Si ribella e impara l’italiano di nascosto. Stuprata e segregata dal marito

Vicenza, una giovane di origine marocchina è riuscita a fuggire dall’inferno familiare. L’uomo è indagato e gli è stato notificato il divieto di avvicinarsi a lei

VICENZA – Costretta dalla famiglia, a poco più di 20 anni, a sposare un uomo conosciuto solo tre giorni prima del matrimonio, ha dovuto subire le angherie della madre e della sorella del marito, il quale non ha esitato a picchiarla, violentarla e segregarla in casa. Samia (il nome è di fantasia, a tutela della vittima), una giovane di origine marocchina, è riuscita però a fuggire dalla prigionia di quell’appartamento nell’Alto Vicentino e a chiedere aiuto ai carabinieri. Ora il marito è stato indagato per violenza sessuale, sequestro di persona e lesioni. Samia, oggi, ha ricominciato un’altra vita, da persona libera. La disavventura di questa giovane e coraggiosa donna, ha inizio poco più di un anno fa, in Marocco, quando i genitori decidono, dopo il matrimonio della primogenita, che è giunto il momento di sistemare anche la seconda di sei figlie femmine. Samia accetta il volere della famiglia, che l’ha promessa in sposa a un uomo di dieci anni più grande di lei e che le viene presentato solo tre giorni prima delle nozze.
Dopo il matrimonio, la donna lo segue in Italia, nella casa dove lui già viveva con la madre e la sorella, in provincia di Vicenza. La solitudine in un paese sconosciuto spinge Samia a scrivere un diario, che ora è in fase di traduzione perché oggetto di indagine, a cui affida i suoi pensieri e le sue emozioni: «Ho fatto questa scelta. Era importante per i miei genitori. Ora voglio solo essere una brava moglie», scriveva. La convivenza con la famiglia del marito, però, si fa subito difficile. Rivalità tra donne nel contendersi il focolare domestico e il bisogno di ristabilire i ruoli in casa sono forse all’origine delle continue critiche rivolte alla neosposa. Suocera e cognata, infatti, la rimproverano di non essere all’altezza dei suoi compiti, di non saper fare nulla.
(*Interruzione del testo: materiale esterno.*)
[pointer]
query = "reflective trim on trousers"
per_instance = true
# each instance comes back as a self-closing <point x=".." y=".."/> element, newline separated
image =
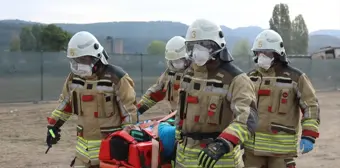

Stanca, Samia confida al marito la sua difficoltà e il malessere per i continui rimproveri. La sua richiesta d’aiuto viene però interpretata dal marito come un segno di ribellione della giovane moglie alle giuste regole di comportamento. Così come la sua richiesta di imparare la lingua italiana. Cominciano così le botte e i maltrattamenti, intesi dall’uomo come strumento per rimettere in riga Samia e insegnarle ad essere più remissiva. Per nove mesi Samia accetta in silenzio, impara l’italiano di nascosto prendendo appunti dalla televisione, cerca di evitare litigi. Fino a una sera ai primi di giugno, quando la donna rifiuta di fare l’amore col marito. L’uomo la picchia. Sberle e pugni al viso. La costringe con la forza ad avere un rapporto sessuale, ignorando le sue lacrime. Poi la chiude a chiave in casa per diversi giorni. Forse perché spera che segregandola nessuno possa vedere i lividi ed evitare che lei possa denunciare l’accaduto. Per Samia è troppo. Riesce a fuggire. Lo denuncia ai carabinieri, che le indicano un’associazione. Ora Samia vive presso una famiglia disposta a ospitarla. Ha trovato un lavoro. E la serenità lontana da quell’uomo.